With the news that her recording was possibly the only one in existence, Scobey decided to bring back the sound her own way. She took it to an audio production studio to have it digitally mastered, and she decided to share it with others who miss the sound of the old horns. The re-mastered recording has 31 minutes of the horn as it would be heard if walking up and down the pier, then it gradually fades as the recorder moves away down the beach. Geoffrey Reynolds, archivist for the Joint Archives of Holland, requested a copy, but said people would probably not listen to it much on the headphones at his facility. He thought it would be a better background sound to enjoy at home.

Thirty-One minute CD’s of the horn with seagull cries and waves are also sold in the Holland Museum.
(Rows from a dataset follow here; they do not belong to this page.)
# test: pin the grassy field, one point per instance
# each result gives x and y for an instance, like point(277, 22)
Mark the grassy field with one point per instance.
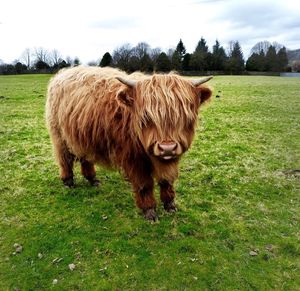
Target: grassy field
point(237, 227)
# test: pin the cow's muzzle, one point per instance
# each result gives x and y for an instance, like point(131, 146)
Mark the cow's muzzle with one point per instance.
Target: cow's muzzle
point(167, 150)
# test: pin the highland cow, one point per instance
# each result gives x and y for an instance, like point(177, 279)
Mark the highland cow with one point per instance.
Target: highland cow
point(136, 123)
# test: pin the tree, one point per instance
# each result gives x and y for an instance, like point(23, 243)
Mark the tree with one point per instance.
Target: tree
point(236, 61)
point(176, 61)
point(40, 66)
point(76, 62)
point(178, 55)
point(271, 60)
point(41, 54)
point(180, 49)
point(106, 60)
point(282, 59)
point(26, 57)
point(218, 57)
point(141, 49)
point(20, 68)
point(199, 59)
point(186, 62)
point(163, 63)
point(55, 58)
point(121, 57)
point(146, 64)
point(154, 53)
point(261, 46)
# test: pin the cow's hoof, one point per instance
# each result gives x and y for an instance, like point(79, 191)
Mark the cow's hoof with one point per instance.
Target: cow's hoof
point(94, 182)
point(69, 182)
point(170, 207)
point(150, 214)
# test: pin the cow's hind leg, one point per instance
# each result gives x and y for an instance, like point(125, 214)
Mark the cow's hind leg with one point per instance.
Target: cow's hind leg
point(167, 195)
point(65, 160)
point(88, 171)
point(145, 200)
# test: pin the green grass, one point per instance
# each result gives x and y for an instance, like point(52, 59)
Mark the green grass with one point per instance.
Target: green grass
point(237, 193)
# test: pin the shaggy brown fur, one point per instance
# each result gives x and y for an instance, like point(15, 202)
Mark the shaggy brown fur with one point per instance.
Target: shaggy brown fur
point(142, 130)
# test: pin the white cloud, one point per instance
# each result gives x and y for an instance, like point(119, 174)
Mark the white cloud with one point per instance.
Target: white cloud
point(89, 28)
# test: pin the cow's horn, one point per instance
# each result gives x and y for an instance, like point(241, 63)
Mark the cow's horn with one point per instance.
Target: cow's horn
point(201, 81)
point(129, 83)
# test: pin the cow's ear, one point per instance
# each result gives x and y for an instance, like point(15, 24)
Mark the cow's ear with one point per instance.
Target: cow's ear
point(204, 93)
point(126, 97)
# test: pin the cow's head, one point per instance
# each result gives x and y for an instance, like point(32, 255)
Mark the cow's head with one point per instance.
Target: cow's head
point(165, 109)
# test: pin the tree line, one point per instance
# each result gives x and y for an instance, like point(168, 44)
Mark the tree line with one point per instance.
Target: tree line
point(264, 57)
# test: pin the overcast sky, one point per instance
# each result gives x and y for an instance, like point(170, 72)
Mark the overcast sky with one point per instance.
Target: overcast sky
point(88, 28)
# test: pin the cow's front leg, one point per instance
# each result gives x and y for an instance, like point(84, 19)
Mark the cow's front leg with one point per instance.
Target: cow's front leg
point(167, 195)
point(144, 198)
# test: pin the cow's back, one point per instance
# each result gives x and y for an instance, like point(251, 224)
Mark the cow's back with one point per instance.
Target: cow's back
point(81, 109)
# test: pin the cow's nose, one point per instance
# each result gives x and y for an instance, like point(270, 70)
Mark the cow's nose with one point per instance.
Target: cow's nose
point(167, 148)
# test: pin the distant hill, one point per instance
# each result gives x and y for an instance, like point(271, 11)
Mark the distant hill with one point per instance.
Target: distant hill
point(293, 55)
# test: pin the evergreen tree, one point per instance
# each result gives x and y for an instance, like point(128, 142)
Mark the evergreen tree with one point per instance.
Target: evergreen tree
point(163, 64)
point(180, 49)
point(252, 63)
point(106, 60)
point(177, 56)
point(282, 59)
point(176, 61)
point(271, 60)
point(235, 62)
point(146, 64)
point(218, 57)
point(186, 62)
point(199, 59)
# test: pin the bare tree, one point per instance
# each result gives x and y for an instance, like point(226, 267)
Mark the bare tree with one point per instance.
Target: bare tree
point(141, 49)
point(154, 53)
point(263, 46)
point(55, 57)
point(41, 55)
point(121, 56)
point(26, 57)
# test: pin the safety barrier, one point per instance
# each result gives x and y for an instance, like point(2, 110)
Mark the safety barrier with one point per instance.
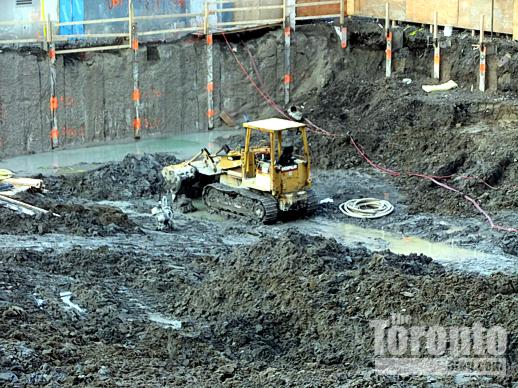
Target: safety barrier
point(127, 32)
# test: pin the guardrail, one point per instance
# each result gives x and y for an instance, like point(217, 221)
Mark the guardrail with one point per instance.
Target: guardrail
point(499, 17)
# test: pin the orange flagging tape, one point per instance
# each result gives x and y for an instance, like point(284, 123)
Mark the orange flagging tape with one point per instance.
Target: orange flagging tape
point(54, 103)
point(54, 134)
point(344, 37)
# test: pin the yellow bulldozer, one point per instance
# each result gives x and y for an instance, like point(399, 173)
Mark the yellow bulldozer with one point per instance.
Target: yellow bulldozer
point(270, 175)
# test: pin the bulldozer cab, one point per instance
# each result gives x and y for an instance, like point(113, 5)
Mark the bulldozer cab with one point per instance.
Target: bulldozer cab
point(276, 156)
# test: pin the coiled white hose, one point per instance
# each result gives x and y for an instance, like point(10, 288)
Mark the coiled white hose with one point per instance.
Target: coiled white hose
point(366, 208)
point(5, 174)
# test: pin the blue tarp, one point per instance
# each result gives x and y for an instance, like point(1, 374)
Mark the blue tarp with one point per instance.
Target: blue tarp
point(71, 11)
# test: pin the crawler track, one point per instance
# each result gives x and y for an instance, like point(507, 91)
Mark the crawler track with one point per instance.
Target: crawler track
point(258, 207)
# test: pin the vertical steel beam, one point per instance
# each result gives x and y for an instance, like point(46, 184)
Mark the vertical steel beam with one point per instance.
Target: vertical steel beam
point(343, 27)
point(288, 79)
point(210, 69)
point(53, 105)
point(136, 95)
point(436, 49)
point(388, 51)
point(483, 52)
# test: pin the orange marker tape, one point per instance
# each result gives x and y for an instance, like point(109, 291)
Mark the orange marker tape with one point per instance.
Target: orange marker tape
point(135, 96)
point(54, 103)
point(54, 134)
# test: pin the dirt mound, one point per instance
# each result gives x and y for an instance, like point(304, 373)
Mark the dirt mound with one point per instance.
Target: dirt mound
point(304, 303)
point(75, 219)
point(293, 310)
point(136, 176)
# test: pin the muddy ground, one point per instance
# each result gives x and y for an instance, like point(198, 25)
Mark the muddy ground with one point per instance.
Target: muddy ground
point(219, 303)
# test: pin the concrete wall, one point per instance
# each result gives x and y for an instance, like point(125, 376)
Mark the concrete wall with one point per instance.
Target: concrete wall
point(94, 90)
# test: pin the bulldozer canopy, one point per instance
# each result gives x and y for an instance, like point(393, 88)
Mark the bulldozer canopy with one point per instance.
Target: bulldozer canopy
point(273, 125)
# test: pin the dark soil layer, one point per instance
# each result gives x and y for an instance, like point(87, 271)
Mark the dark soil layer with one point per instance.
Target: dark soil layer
point(75, 219)
point(288, 311)
point(134, 177)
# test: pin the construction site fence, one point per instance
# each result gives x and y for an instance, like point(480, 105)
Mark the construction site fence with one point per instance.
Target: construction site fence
point(499, 16)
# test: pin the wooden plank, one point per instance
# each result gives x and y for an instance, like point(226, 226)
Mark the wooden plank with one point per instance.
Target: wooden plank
point(422, 11)
point(470, 11)
point(256, 14)
point(503, 16)
point(376, 8)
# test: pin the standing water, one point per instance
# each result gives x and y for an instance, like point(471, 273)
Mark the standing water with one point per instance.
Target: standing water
point(78, 159)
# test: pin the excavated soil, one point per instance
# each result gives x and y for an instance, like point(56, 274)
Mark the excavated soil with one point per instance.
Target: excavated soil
point(220, 303)
point(134, 177)
point(67, 218)
point(291, 311)
point(440, 135)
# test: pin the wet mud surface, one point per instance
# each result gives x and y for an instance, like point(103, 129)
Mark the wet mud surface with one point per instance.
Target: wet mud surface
point(96, 297)
point(219, 303)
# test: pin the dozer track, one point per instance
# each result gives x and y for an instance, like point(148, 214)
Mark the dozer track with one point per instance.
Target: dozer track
point(258, 207)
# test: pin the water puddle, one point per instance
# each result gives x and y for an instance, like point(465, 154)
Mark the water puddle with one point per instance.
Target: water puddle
point(75, 160)
point(447, 253)
point(165, 322)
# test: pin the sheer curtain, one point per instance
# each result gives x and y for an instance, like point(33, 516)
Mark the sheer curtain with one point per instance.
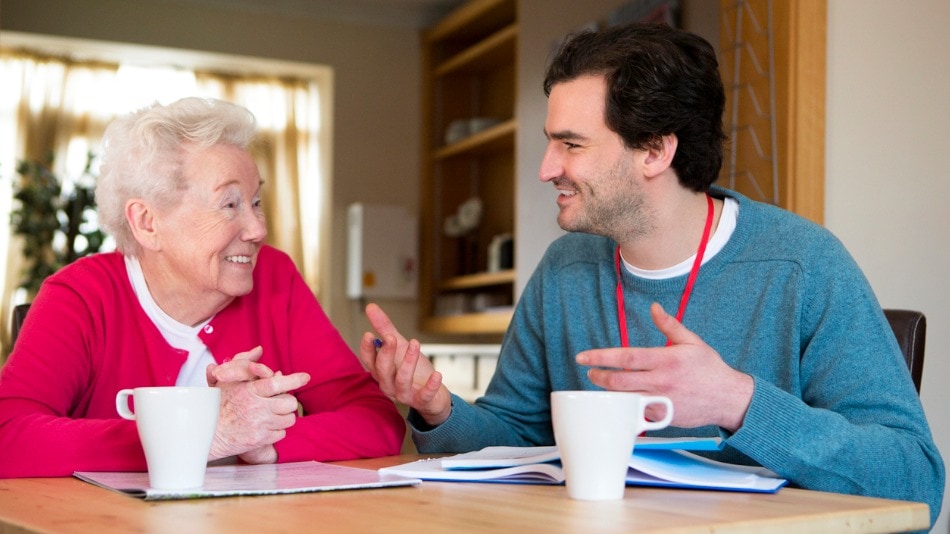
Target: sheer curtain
point(55, 104)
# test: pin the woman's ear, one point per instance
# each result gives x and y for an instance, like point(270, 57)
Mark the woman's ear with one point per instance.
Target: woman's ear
point(141, 220)
point(659, 155)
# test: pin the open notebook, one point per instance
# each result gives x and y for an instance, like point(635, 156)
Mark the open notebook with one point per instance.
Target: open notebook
point(266, 479)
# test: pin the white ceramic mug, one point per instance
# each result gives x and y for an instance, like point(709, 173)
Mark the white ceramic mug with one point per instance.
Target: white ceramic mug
point(595, 433)
point(176, 426)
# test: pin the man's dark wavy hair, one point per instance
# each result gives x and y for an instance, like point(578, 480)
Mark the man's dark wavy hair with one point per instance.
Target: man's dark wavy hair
point(660, 81)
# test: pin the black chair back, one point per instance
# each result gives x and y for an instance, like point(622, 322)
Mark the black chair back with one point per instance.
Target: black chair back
point(910, 329)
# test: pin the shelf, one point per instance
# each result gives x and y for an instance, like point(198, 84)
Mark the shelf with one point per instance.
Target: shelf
point(469, 66)
point(498, 137)
point(485, 54)
point(477, 280)
point(469, 323)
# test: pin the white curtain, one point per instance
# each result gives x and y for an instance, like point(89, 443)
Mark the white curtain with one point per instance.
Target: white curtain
point(60, 106)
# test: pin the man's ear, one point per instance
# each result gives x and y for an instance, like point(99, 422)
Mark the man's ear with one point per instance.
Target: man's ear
point(141, 218)
point(659, 155)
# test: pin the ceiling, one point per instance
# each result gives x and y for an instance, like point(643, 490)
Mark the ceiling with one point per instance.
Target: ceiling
point(394, 13)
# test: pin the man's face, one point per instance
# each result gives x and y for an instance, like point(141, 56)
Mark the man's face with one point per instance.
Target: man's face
point(596, 176)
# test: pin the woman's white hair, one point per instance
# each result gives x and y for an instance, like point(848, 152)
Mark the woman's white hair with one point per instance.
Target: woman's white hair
point(144, 153)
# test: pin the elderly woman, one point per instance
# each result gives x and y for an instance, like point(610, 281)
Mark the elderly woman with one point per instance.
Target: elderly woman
point(193, 297)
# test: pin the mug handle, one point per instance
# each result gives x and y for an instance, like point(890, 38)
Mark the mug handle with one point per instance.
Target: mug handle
point(122, 404)
point(663, 423)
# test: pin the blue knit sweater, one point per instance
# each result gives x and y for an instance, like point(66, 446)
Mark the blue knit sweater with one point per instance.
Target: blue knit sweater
point(834, 407)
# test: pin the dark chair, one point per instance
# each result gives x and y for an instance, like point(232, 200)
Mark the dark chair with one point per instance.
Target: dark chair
point(910, 328)
point(19, 314)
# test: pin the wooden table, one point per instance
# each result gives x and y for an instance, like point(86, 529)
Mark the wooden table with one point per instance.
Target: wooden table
point(70, 505)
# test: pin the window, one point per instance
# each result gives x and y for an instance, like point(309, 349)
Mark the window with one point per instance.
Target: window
point(59, 95)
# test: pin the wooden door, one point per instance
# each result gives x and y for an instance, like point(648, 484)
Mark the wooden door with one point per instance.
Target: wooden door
point(772, 59)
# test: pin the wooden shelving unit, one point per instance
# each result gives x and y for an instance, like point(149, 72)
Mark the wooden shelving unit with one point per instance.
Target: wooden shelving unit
point(468, 66)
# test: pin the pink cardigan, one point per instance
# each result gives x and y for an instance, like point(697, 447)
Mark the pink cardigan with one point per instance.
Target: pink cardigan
point(86, 337)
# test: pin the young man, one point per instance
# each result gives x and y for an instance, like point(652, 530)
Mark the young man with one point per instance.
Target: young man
point(778, 344)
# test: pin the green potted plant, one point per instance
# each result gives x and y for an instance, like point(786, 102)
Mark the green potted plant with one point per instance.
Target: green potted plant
point(58, 224)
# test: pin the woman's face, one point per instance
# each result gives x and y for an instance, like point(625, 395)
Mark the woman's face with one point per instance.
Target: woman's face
point(210, 240)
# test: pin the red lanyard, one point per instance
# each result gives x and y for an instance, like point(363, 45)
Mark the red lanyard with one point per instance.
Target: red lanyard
point(687, 291)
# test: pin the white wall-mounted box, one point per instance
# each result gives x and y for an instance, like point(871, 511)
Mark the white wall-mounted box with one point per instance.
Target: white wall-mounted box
point(382, 252)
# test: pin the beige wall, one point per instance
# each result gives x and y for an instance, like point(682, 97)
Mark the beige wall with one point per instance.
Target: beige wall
point(887, 193)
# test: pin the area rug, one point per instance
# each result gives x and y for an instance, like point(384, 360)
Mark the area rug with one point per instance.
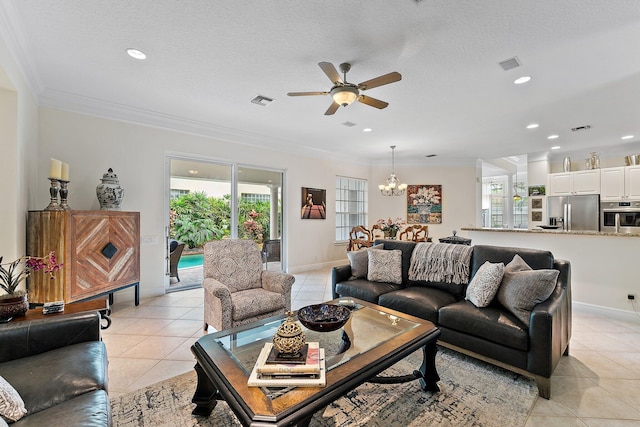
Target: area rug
point(472, 393)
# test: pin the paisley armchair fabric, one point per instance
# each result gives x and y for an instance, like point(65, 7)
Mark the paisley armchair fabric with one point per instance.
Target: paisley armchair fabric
point(236, 288)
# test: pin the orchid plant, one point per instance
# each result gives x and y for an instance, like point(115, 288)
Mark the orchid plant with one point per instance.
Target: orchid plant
point(14, 272)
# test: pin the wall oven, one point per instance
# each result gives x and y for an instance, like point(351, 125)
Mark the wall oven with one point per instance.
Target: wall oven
point(620, 216)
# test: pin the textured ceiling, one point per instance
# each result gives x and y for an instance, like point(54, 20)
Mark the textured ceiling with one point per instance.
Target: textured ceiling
point(207, 59)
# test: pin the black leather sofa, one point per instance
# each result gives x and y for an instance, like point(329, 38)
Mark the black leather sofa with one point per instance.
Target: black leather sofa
point(492, 334)
point(59, 367)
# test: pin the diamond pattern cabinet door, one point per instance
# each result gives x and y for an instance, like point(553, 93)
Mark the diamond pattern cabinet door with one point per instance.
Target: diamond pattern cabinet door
point(100, 251)
point(105, 249)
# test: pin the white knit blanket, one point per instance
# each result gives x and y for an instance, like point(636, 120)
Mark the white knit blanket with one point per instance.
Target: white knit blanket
point(440, 262)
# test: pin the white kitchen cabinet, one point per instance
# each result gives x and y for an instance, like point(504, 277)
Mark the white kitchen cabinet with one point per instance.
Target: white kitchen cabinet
point(620, 183)
point(579, 182)
point(632, 182)
point(612, 183)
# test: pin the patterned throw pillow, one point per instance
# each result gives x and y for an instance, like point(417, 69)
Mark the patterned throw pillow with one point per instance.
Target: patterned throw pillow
point(11, 404)
point(485, 284)
point(385, 266)
point(523, 288)
point(359, 261)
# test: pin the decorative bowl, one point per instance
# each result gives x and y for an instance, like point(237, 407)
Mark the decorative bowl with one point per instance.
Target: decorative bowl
point(323, 317)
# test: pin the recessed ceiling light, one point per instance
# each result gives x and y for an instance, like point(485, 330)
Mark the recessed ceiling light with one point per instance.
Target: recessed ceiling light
point(136, 54)
point(522, 79)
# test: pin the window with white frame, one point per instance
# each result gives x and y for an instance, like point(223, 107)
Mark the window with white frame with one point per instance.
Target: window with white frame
point(351, 205)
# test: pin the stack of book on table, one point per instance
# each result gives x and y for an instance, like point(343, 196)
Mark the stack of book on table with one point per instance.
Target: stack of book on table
point(305, 371)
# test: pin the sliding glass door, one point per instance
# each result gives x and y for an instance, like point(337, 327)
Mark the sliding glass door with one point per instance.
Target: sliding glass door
point(210, 200)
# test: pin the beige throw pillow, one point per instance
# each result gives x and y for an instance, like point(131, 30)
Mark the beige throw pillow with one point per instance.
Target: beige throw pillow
point(385, 266)
point(523, 288)
point(485, 284)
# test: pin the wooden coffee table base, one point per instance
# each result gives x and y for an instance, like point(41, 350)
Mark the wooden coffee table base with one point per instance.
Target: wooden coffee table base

It is the only known fog horn sound now to be offered on the internet. There has been quite an interest from people reading the unusual story and contacting Scobey for copy, which was first offered on cassette tape in 1998. The interest surprised her.

“People have called me from around the country; even lighthouse catalogues carried it for awhile. I guess the foghorn helps people remember days gone by.

“Sound is a powerful thing. When you hear an old song you immediately remember where you were when it played in your past. The foghorn does the same thing. It reminds people of good times at the beach or on the coast. Life is always simpler in the summer by the water, and the foghorn evokes that kind of feeling.”